Early Literacy Research Library (ELRL) - Article

The Welch Emotional Connection Screen: Adapting Observational Methods to Pediatric Primary Care via Resident Training

O’Banion, D.D., Hane, A.A., Litsas, D., Austin, J., Welch, M.G. (2021) The Welch Emotional Connection Screen: Adapting Observational Methods to Pediatric Primary Care via Resident Training. Infant Behavior and Development, 65, 101629.,

Access: Institutional Access


Publication year

2021

study description

Single group, preclinical pilot study.

core topic(s)

Early Relational Health , Pediatric Primary Care

Population Characteristics

Medical Trainees , Urban

Exposures, Outcomes, Other

Medical Training/Education , Parent-Child Relationships/Interactions , Provider Behaviors and Skills , Provider Knowledge, Attitudes, and Beliefs , Screening and Tools , Validity, Reliability, Feasibility, and Acceptability



objectives

The aims of this study were to evaluate the efficacy of WECS pediatric resident training: 1) to improve residents’ accuracy in recognizing the dyadic behaviors of emotional connection (EC) via WECS training and 2) to improve residents’ attitudes, self-efficacy, and perceived professional norms (ASPPN) pertaining to Early Relational Health in Pediatrics.

exposure

Welch Emotional Connection Screen (WECS).

outcomes evaluated

WECS accuracy and attitudes, self-efficacy, and ERH related ASPPN.

setting

Pediatric residents in their first year of post graduate training were recruited from the two schools of medicine in a major metropolitan area. The two residency programs complete their primary care experiences in the same clinic: the children’s hospital associated with the safety-net adult hospital in an urban, underserved area.

methods

The Welch Emotional Connection Screen (WECS) is a novel instrument that is a brief, practicable, evidenced-based observational screening tool for assessing relationship health between parent and child. The WECS requires observing 2-3 min of face-to-face interactions between parent and child, without toys, prompts, paradigms or technology. Here, we describe a translational project from the coding lab to the primary care provider via a residency training program conducted with 50 residents during a 30-day developmental and behavioral pediatrics medical resident education rotation.

sample size

n=50 (residents)

measures

Measure of WECS Accuracy: we developed 14 Likert items to cover the nuances embedded within the 4 domains of the original WECS (i.e., mutual attraction, vocal communication, facial communication, and sensitivity/ reciprocity, See Supplemental Table A). The expanded rating scales were designed to train residents to specifically hone in on the key elements of EC that are embedded within the more global screening decisions involved in the WECS’ 4 dimensions.

 

Measure of Attitudes, Efficacy, ASPPN: Likert-style survey adapted from a resident education project and underwent expert review with resident educators.

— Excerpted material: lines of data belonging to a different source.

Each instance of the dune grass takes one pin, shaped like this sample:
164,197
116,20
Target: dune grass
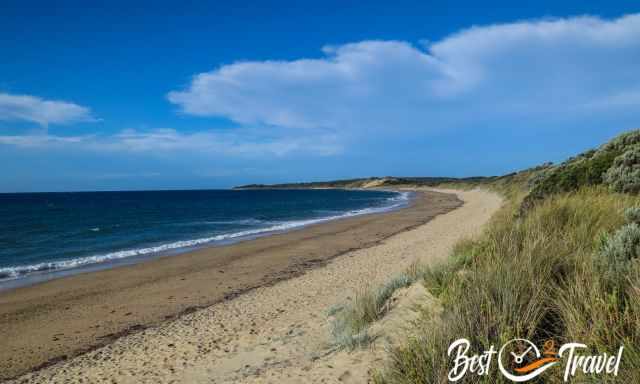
566,270
351,321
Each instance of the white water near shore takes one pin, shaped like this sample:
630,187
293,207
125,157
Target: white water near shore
16,272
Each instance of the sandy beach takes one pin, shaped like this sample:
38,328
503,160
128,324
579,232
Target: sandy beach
56,320
277,332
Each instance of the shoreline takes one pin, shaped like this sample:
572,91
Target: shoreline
229,239
58,319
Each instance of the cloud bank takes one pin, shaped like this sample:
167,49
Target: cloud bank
44,112
243,143
503,72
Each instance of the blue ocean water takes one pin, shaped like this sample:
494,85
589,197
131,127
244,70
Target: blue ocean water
42,233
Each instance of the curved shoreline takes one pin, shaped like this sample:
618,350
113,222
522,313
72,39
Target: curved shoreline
58,319
135,256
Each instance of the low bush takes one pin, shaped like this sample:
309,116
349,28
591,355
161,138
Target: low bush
624,174
350,322
536,276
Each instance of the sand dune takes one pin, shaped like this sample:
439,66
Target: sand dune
278,333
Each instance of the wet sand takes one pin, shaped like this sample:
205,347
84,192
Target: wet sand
56,320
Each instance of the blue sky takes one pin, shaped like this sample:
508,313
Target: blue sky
157,95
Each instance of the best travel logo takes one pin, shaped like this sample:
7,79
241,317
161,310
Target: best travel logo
520,360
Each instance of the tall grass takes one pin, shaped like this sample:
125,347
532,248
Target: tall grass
536,276
350,323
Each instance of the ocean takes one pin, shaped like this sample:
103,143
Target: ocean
45,235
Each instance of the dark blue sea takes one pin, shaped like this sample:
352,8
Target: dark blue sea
46,234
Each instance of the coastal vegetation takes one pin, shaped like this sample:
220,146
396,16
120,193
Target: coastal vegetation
559,261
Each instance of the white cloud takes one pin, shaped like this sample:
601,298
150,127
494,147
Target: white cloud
237,143
505,71
43,112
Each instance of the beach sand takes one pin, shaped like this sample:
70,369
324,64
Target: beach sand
47,324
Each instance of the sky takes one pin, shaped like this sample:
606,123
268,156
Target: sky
183,95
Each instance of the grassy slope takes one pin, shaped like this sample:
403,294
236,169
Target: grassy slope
558,261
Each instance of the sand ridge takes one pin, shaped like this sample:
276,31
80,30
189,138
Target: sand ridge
277,333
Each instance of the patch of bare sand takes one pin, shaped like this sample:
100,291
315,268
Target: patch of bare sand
280,333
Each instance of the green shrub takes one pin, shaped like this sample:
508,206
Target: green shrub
632,215
536,276
624,174
618,251
350,322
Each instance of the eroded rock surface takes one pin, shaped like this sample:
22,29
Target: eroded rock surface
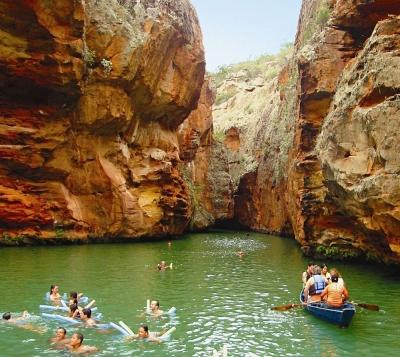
92,94
328,170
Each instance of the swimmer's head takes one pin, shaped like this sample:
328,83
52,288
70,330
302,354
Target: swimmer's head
60,333
87,312
155,305
76,340
316,270
143,331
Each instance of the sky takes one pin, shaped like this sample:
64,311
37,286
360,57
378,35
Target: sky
239,30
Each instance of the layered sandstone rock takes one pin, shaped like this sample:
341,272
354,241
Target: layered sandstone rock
205,166
340,90
92,94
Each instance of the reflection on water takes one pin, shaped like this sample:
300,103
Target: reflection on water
221,298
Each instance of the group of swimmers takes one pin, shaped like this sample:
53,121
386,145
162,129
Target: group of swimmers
75,343
323,286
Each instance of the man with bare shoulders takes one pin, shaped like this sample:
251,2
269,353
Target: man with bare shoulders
75,345
21,322
86,317
60,339
155,308
145,334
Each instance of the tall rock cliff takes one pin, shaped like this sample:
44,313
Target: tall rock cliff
328,174
91,97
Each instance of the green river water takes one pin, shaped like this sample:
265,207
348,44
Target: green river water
221,299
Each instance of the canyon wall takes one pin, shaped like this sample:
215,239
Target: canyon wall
328,175
92,94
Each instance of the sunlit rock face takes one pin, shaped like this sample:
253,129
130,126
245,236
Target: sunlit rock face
92,95
344,194
328,170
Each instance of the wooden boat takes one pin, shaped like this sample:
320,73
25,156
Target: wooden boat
339,316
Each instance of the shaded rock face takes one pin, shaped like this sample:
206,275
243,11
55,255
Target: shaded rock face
205,166
334,187
92,94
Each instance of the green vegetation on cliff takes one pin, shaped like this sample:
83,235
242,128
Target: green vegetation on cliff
264,66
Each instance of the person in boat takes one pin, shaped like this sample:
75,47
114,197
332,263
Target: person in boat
155,308
86,317
163,266
145,334
307,274
75,345
54,293
334,271
335,294
315,286
325,273
60,337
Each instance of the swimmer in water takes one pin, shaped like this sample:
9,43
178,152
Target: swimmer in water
74,297
86,317
163,266
54,293
59,339
155,308
20,322
75,345
144,334
74,311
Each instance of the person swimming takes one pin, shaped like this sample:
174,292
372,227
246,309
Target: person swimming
75,345
163,265
145,334
155,308
86,317
60,339
74,311
54,293
74,297
21,322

The Attitudes section comprised 9 items on resident attitudes towards relational health and training, Self-Efficacy contained 5 items on self-rated abilities in relational health, and PPN’s 8 items queried resident beliefs about relational health’s importance to peers, supervisors, and institutions.


results

Results indicate that using a rapid prototyping approach to training, residents improved in their identification of dyads showing low to midrange levels of emotional connection. As well, resident attitudes about the importance of relationship health in pediatrics and their self-efficacy in identifying emotional connection improved significantly after this brief resident training.

conclusions

Findings reported herein suggest that the WECS is practicable for broad dissemination in pediatric training programs, therefore expanding the physician’s capacity to help numbers of mothers and children who need support for establishing or maintaining EC.

limitations

The first is that this was a convenience sample of pediatricians-in training without childcare experience. Though we were not able to compare our trainees to a control group, we feel that the post training rating on video set B immediately following the education better explains the improvement in accuracy than chance or incidental experience. The consistently low accuracy on video set A, which reflects residents beginning their DBP rotation throughout the academic medical year, suggests that relational health education is missing from other experiences in their first year of residency. Another limitation is that the effect of our training program was measured on videos of dyads and not in the clinical setting. Prior to translating this observation skill to the clinic, we must consider the implications and intimate nature of discussing the findings with families, the cultural transference possible, and the treatment options available to the families in our setting.